PRIPYAT, Chernobyl’s Exclusion Zone — Once built as the model of a perfect Soviet town, Pripyat is now the perfect model of undisturbed silence.
“We thought we were living in the best city,” said Natalya Oleinichenko, 50, a former Pripyat resident.
“I came here when I was 21, directed by the Komsomol after graduation,” she said with a slight laugh of irony standing in the deserted center of Pripyat, two kilometers from the Chernobyl nuclear power station.
A contractor by training, Oleinichenko ultimately ended up commanding two construction crews working in the area, including at Power Unit No. 4 where the ill-fated reactor was located. Her other crew raised buildings in the town, she said, pointing at nearby blocks of flats — now staring with black, square holes.

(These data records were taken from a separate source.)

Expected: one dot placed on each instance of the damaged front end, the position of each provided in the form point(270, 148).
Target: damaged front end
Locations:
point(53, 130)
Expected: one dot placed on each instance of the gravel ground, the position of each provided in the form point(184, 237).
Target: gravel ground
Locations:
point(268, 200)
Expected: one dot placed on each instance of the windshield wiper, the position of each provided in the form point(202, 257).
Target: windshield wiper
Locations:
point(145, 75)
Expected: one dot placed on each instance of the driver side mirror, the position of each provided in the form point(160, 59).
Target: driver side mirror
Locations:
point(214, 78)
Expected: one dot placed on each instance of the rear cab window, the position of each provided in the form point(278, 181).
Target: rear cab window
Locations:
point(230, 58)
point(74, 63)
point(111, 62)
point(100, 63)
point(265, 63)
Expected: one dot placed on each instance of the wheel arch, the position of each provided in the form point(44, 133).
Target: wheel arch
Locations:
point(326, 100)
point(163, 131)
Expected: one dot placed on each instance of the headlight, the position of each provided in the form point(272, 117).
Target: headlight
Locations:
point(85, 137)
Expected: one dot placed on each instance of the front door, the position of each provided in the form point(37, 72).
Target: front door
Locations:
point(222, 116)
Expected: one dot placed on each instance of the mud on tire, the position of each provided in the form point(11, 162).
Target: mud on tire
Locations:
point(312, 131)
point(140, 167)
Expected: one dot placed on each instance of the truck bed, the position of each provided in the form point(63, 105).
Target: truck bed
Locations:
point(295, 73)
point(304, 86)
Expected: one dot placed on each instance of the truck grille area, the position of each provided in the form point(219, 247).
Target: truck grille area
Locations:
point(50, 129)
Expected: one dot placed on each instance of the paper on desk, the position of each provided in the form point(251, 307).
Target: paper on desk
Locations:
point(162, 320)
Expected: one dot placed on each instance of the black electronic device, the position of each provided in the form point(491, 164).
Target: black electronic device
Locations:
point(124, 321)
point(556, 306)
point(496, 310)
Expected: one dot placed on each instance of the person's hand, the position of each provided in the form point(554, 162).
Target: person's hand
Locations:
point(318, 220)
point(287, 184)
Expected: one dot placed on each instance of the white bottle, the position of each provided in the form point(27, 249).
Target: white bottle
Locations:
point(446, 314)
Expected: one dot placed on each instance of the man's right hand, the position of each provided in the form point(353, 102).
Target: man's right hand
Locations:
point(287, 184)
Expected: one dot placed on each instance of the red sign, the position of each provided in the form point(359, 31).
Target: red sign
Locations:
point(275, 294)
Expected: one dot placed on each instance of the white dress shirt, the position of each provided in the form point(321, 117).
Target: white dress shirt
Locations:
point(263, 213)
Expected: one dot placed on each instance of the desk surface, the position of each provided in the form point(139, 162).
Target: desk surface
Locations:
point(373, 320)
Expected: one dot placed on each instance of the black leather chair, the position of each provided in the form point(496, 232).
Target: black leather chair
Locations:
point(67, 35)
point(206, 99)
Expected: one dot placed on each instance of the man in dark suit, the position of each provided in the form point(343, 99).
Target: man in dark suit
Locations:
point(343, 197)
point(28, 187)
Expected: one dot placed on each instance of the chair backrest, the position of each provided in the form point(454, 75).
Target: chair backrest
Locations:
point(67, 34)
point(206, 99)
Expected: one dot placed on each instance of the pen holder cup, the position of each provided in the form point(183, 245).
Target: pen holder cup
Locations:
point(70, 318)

Twenty-five years later, she can recall in detail how she was walking outside with a baby carriage on April 26, 1986, when the first anxiety started to waft through the air, already ionized with radioactive vapor estimated by scientists to have been 10 times greater than the Hiroshima explosion.
“I remember helicopters buzzing back and forth in the sky,” said Oleinichenko, who was 25 at the time.
The reactor had blown up a day earlier, at 1:23 a.m. Friday, during a planned experiment as a result of what is still a subject of debate among scientists. But the unequivocal fact remains that the some 50,000 residents of Pripyat, whose average age was 26, continued living their weekend lives, awaiting the upcoming May holiday celebrations.
“Only after lunch we were told to stay inside with the windows closed, while pills of potassium iodide were distributed around the flats,” Oleinichenko said. “Late in the evening of April 26, Saturday, it was announced that a bus would stop by the apartment building on April 27 at 2 p.m. to move us away for three days.”
No statement was made about what really had happened and that every minute spent in the town within view of the exploded reactor was harming people’s health.
Only later did a monotone “Attention! Attention!” announcement start reverberating through the town’s loudspeakers, a record of which can be still found in online archives. A woman said in a calm voice that residents needed to evacuate because “in connection with an accident, an … unfavorable radioactive atmosphere is settling on the town of Pripyat.”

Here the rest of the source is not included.